La mafia era sempre stata di famiglia per noi, interna alla nostra casa, così abituale da non farsi notare; ma, con l’omicidio dello zio, d’improvviso diventava una forma spaventosa, sconosciuta e falsamente benevola.
Di quel nucleo familiare, così forte e unito, di quella famiglia felice e ostentatamente patriarcale come era la mia, oggi non esiste più niente: è stata spazzata via dalla crudeltà della mafia che non ha avuto il minimo scrupolo a sconvolgere i nostri affetti e i nostri sentimenti.
La nostra famiglia si sfaldava e, a peggiorare le cose, avrebbe contribuito anche un atteggiamento che, fino ad allora, ci era sconosciuto.
Cominciarono problemi nei rapporti familiari, soprattutto per la reazione di Peppino che da allora cominciò a chiedersi in che famiglia e in che mondo vivesse.
Da lì inizia una riflessione che lo porterà a fare le sue scelte.
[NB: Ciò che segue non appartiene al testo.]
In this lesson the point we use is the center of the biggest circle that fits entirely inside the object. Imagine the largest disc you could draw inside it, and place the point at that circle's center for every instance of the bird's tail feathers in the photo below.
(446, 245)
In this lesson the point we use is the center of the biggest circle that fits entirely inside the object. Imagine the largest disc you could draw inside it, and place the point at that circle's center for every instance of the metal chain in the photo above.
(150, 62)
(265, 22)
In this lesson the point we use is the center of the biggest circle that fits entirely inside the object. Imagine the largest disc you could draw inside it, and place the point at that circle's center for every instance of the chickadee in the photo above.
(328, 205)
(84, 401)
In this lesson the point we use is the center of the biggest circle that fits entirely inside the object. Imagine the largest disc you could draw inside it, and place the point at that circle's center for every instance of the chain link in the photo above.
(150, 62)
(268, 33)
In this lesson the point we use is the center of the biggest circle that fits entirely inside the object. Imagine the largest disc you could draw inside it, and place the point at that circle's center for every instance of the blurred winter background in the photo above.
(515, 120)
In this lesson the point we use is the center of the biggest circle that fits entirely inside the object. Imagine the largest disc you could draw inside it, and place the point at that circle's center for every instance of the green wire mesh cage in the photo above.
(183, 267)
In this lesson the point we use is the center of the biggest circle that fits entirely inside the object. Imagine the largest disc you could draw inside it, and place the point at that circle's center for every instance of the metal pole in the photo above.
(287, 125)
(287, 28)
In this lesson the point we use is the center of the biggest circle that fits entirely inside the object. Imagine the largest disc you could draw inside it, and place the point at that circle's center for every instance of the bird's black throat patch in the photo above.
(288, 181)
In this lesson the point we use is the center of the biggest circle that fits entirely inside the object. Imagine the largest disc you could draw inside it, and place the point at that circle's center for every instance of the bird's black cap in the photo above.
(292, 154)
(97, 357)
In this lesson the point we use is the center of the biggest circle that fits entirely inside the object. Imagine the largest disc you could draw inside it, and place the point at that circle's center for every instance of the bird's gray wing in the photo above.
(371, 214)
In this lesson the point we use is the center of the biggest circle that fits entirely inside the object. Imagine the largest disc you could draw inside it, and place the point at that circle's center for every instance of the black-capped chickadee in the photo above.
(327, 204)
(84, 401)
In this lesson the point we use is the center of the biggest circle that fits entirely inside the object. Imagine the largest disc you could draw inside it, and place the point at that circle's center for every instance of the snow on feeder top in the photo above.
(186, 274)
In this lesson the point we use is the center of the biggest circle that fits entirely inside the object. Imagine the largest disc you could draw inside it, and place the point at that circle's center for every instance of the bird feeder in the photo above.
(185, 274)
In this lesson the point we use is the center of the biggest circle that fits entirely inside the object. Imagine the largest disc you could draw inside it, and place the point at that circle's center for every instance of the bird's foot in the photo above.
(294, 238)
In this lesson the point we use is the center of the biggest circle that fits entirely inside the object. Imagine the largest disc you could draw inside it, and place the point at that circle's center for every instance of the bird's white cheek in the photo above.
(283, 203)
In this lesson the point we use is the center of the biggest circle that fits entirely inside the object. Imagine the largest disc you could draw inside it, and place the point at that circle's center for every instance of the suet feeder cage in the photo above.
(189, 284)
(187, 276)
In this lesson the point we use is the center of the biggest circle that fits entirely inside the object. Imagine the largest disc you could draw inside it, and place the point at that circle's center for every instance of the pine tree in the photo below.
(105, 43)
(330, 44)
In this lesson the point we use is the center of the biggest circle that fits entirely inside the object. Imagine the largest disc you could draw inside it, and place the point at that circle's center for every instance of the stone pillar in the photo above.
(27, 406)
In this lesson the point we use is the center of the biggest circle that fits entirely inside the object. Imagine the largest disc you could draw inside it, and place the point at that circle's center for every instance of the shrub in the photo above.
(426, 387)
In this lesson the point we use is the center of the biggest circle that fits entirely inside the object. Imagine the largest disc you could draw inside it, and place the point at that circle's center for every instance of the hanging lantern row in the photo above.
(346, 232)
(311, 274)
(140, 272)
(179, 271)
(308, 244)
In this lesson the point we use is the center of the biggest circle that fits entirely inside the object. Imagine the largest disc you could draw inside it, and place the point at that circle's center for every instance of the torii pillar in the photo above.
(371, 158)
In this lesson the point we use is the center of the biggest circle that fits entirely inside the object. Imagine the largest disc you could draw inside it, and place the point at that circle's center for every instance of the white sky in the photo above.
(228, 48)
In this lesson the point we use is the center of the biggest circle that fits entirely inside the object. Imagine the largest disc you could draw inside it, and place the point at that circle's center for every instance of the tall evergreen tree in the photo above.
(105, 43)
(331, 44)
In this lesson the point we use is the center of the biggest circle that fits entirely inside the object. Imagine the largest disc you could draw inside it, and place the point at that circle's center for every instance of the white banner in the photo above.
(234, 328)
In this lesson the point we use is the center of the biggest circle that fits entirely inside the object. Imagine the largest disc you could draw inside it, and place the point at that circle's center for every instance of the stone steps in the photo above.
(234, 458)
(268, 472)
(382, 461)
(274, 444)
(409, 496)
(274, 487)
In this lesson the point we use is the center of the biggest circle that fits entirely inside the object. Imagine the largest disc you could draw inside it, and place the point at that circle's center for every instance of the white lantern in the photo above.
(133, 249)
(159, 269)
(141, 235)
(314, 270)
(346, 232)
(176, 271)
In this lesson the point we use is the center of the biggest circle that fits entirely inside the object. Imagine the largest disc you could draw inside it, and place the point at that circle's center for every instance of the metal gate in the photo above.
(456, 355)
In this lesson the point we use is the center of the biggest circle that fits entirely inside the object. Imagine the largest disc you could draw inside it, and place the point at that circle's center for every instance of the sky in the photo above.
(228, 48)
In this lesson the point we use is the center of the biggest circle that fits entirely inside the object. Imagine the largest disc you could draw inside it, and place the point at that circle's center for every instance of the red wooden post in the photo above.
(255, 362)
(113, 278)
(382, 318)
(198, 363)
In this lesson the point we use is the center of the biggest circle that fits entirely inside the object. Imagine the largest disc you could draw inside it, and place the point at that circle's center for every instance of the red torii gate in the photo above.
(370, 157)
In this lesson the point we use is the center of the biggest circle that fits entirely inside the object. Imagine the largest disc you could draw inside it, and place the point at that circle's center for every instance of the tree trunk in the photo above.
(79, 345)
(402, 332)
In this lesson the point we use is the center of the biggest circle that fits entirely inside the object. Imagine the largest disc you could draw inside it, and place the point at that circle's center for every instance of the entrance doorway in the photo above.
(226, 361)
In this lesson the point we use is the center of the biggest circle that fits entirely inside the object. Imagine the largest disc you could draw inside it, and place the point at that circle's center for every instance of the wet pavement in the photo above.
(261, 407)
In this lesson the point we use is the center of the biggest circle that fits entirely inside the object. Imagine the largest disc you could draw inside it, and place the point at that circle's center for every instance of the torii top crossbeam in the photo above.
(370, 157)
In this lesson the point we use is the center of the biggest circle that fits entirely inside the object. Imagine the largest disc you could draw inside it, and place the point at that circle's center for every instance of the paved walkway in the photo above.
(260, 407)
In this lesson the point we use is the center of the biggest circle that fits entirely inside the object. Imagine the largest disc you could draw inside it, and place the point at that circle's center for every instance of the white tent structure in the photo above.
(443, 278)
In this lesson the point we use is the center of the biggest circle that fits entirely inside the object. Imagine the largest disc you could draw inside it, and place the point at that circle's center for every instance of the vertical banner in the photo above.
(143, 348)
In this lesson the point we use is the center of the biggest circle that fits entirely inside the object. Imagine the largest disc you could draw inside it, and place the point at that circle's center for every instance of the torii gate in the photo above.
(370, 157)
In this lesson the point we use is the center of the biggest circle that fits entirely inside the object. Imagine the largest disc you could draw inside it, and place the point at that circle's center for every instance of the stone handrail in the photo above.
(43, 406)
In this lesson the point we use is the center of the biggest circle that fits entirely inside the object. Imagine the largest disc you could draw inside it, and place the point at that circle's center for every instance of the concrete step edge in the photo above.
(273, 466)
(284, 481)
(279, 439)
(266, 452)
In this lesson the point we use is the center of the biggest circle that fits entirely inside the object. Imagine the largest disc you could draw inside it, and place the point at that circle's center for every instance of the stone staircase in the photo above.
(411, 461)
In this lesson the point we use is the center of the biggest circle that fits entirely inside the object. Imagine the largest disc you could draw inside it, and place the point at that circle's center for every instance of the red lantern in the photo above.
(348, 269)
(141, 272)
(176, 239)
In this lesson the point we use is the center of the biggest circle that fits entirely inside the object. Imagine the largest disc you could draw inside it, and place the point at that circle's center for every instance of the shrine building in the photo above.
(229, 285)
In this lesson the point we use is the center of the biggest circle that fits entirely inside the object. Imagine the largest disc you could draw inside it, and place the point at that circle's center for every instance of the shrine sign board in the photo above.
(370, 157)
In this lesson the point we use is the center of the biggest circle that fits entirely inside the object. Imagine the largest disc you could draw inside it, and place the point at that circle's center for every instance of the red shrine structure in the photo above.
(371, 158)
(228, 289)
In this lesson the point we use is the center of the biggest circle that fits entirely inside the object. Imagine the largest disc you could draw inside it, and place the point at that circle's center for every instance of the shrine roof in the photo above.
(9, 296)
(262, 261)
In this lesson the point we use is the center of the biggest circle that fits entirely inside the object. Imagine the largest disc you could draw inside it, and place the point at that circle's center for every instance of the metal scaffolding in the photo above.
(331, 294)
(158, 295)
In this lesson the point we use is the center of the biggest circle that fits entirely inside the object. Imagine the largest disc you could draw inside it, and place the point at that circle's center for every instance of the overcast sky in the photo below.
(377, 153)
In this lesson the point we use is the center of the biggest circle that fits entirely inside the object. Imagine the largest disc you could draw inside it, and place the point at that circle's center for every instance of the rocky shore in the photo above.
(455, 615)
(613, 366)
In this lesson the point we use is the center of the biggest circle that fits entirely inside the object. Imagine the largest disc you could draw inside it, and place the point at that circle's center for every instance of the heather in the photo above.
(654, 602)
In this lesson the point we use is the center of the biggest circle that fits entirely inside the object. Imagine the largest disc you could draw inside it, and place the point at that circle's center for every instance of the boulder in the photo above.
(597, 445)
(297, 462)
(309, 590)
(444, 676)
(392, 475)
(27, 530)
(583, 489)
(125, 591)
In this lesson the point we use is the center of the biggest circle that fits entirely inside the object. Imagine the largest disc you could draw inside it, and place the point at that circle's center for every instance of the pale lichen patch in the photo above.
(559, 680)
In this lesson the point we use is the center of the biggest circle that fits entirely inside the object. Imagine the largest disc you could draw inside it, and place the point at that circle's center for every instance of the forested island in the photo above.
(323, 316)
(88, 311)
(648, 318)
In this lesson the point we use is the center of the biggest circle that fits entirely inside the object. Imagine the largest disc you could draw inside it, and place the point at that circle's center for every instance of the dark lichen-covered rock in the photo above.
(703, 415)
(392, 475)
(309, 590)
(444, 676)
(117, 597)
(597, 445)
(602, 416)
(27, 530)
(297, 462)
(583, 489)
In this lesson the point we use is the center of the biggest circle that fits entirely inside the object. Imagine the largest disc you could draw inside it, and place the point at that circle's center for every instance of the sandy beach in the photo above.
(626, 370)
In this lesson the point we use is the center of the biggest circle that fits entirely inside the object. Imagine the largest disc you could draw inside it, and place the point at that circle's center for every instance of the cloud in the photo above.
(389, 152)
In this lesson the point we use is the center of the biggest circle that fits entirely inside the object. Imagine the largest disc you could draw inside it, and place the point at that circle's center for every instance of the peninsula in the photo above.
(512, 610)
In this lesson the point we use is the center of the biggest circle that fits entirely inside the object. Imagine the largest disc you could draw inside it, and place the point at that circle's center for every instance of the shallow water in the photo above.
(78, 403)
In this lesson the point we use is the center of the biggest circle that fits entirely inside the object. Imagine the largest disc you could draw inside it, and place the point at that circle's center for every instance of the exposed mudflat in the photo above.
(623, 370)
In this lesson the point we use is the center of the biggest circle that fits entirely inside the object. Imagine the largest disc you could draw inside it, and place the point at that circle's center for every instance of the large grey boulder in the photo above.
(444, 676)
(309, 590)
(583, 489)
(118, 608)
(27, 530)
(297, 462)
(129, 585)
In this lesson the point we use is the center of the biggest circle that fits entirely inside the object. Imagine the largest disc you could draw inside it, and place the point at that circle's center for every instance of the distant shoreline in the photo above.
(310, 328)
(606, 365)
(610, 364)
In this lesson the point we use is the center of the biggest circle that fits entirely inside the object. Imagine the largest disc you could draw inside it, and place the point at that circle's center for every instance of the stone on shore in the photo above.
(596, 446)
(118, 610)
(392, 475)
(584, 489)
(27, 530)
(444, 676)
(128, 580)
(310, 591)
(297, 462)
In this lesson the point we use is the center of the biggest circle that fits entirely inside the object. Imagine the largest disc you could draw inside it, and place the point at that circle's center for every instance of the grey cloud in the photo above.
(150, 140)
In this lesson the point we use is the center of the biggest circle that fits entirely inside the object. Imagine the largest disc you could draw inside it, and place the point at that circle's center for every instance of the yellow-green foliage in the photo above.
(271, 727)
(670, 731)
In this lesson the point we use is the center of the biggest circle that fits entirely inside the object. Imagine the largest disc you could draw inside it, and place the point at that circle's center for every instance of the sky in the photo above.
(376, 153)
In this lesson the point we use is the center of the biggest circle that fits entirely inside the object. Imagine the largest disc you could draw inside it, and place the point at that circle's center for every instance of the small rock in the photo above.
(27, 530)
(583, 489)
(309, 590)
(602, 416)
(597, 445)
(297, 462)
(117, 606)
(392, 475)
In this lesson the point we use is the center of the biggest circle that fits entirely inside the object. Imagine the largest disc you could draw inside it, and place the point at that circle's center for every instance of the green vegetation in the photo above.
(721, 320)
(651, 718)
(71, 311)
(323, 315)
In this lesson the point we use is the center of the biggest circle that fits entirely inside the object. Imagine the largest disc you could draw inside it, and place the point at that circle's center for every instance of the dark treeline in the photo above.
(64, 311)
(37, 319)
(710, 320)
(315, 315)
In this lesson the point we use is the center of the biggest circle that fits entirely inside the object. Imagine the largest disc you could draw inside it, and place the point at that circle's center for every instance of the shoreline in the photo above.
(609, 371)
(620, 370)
Sono stati tempi molto difficili.
Almeno agli inizi, sembrava impossibile poterci liberare da quell’oppressione mafiosa, toglierci dalla testa quel velo di falsità che ricopriva anche la nostra casa.
Ci siamo riusciti pagando un prezzo altissimo ma con un risultato straordinario che oggi possiamo rivendicare con pieno merito: quello di essere tornati a vivere come persone libere che sono riuscite a far capire che in Sicilia è possibile resistere contro lo strapotere della mafia.
Un’eredità dal valore inestimabile, una ricchezza che ci è stata lasciata da Peppino e che mia madre e io abbiamo saputo raccogliere per essere i testimoni del nostro tempo.